Steuerfreie Erstattung durch den Arbeitgeber

 

Ist der berufliche Nutzungsanteil an den Kosten für Telekommunikation auf die Schnelle nicht ermittelbar, kann der Arbeitgeber 20 Prozent der Kosten, maximal 20 Euro pro Monat steuerfrei erstatten. In diesem Fall sind keinerlei Nachweise notwendig. Bei schwankenden Telefonkosten kann der Arbeitgeber die Rechnungsbeträge für einen repräsentativen Zeitraum von drei Monaten zugrunde legen.

 

Übersteigen die beruflichen Telefonkosten 20 Euro im Monat, müssen Nachweise erbracht werden. Die Basiskosten für den Anschluss und die Verbindungsentgelte müssen beide in einen betrieblichen und privaten Nutzungsanteil aufgeteilt werden. Der berufliche Anteil wird anhand des Anteils der beruflichen Verbindungsentgelte an den gesamten Verbindungsentgelten ermittelt. Dies erfordert akribische Aufzeichnungen, an welchem Tag und zu welcher Uhrzeit berufliche Gespräche geführt wurden. Auch hierfür reicht ein repräsentativer Zeitraum von drei Monaten aus. Der dabei ermittelte berufliche Anteil kann auf das ganze Jahr übertragen werden.

 

Selbiges Prinzip gilt auch für andere regelmäßig wiederkehrende Kosten. Die Erstattung dieser Auslagen durch den Arbeitgeber ist grundsätzlich in unbegrenzter Höhe steuerfrei.

 

Werbungskostenabzug durch den Arbeitnehmer

 

Erstattet der Arbeitgeber die angefallenen Kosten für die berufliche Nutzung von Telekommunikation nicht, hat der Arbeitnehmer immer noch die Möglichkeit, diese in der Steuererklärung als Werbungskosten anzusetzen.
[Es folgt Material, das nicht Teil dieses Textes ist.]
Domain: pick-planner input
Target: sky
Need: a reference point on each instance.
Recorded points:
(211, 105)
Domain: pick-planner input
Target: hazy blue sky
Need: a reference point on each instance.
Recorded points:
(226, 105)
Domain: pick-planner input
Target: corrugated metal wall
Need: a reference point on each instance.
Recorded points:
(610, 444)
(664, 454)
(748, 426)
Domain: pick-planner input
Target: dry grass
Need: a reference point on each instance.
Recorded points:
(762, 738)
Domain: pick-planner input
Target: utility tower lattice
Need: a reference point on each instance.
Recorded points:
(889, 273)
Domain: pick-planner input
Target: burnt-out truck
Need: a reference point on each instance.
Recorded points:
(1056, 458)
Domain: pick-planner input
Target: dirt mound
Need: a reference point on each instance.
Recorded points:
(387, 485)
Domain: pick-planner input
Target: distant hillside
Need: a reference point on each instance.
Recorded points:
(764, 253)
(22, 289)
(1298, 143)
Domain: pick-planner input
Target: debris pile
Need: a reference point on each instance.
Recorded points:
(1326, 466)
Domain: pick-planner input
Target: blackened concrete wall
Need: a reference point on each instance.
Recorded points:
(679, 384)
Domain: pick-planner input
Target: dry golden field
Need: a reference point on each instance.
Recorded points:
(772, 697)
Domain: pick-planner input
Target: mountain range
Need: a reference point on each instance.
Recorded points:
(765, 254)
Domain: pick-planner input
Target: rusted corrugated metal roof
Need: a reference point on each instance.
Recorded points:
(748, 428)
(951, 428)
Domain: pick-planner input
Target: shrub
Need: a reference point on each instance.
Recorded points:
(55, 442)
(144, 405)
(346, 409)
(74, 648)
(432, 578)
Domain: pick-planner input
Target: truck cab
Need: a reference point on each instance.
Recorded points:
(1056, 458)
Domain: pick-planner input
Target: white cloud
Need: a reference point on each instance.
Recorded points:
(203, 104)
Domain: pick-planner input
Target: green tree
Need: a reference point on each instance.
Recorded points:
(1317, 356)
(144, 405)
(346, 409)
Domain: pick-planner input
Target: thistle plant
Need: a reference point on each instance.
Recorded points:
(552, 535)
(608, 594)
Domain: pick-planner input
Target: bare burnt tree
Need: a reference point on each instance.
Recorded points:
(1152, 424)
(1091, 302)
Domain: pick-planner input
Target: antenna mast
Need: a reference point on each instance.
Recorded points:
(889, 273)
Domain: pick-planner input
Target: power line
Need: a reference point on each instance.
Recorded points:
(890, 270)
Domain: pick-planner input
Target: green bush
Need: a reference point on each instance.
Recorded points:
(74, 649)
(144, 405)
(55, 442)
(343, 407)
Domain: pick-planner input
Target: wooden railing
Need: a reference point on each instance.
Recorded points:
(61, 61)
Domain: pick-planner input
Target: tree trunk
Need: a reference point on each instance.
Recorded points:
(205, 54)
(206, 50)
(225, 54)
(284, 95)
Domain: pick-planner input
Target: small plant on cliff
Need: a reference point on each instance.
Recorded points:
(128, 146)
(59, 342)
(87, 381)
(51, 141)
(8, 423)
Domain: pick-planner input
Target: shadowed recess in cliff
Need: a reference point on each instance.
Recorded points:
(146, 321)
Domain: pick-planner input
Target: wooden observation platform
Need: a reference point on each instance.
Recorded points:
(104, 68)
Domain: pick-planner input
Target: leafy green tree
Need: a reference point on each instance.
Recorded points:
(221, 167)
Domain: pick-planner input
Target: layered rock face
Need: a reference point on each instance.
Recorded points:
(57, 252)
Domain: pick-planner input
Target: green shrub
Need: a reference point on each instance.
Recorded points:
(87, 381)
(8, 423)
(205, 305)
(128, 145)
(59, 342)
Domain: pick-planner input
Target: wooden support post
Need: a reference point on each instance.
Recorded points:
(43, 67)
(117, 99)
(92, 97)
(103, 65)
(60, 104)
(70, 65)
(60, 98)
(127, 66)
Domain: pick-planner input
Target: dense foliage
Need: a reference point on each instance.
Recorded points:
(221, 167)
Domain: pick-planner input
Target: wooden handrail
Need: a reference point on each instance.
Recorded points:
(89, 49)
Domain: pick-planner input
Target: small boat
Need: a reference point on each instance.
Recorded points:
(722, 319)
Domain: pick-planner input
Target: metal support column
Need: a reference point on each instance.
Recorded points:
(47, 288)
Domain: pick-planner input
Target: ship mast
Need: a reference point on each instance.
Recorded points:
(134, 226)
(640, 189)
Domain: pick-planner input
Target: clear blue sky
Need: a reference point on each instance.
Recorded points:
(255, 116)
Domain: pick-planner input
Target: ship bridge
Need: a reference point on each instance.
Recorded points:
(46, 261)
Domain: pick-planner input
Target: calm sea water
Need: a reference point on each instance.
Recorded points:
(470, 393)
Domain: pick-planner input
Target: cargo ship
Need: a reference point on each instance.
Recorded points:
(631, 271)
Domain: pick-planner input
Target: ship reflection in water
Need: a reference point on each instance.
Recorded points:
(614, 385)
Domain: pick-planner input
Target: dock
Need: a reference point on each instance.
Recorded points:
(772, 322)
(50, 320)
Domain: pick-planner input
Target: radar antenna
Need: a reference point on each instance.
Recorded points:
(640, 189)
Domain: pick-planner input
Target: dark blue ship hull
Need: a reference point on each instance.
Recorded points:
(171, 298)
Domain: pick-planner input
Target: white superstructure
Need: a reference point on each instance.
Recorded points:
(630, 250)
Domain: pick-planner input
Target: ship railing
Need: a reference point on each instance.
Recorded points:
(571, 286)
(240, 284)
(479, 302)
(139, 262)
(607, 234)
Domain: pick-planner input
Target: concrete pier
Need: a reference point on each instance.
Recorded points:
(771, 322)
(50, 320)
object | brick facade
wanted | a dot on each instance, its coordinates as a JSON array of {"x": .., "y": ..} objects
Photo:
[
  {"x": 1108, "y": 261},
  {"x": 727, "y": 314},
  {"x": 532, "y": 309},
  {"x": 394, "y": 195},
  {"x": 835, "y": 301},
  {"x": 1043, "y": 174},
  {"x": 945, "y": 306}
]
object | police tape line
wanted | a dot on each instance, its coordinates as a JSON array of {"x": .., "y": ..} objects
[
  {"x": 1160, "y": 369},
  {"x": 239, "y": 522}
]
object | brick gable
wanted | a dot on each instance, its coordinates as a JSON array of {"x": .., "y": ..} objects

Die verschiedenen Möglichkeiten entsprechen denen der Erstattung durch den Arbeitgeber. Ohne Nachweise werden 20 Prozent der Rechnungsbeträge, maximal 20 Euro für jeden Monat, anerkannt. Wer höhere Kosten ansetzen möchte, muss diese einzeln belegen und Nutzungsanteile ermitteln, so die Lohnsteuerhilfe Bayern.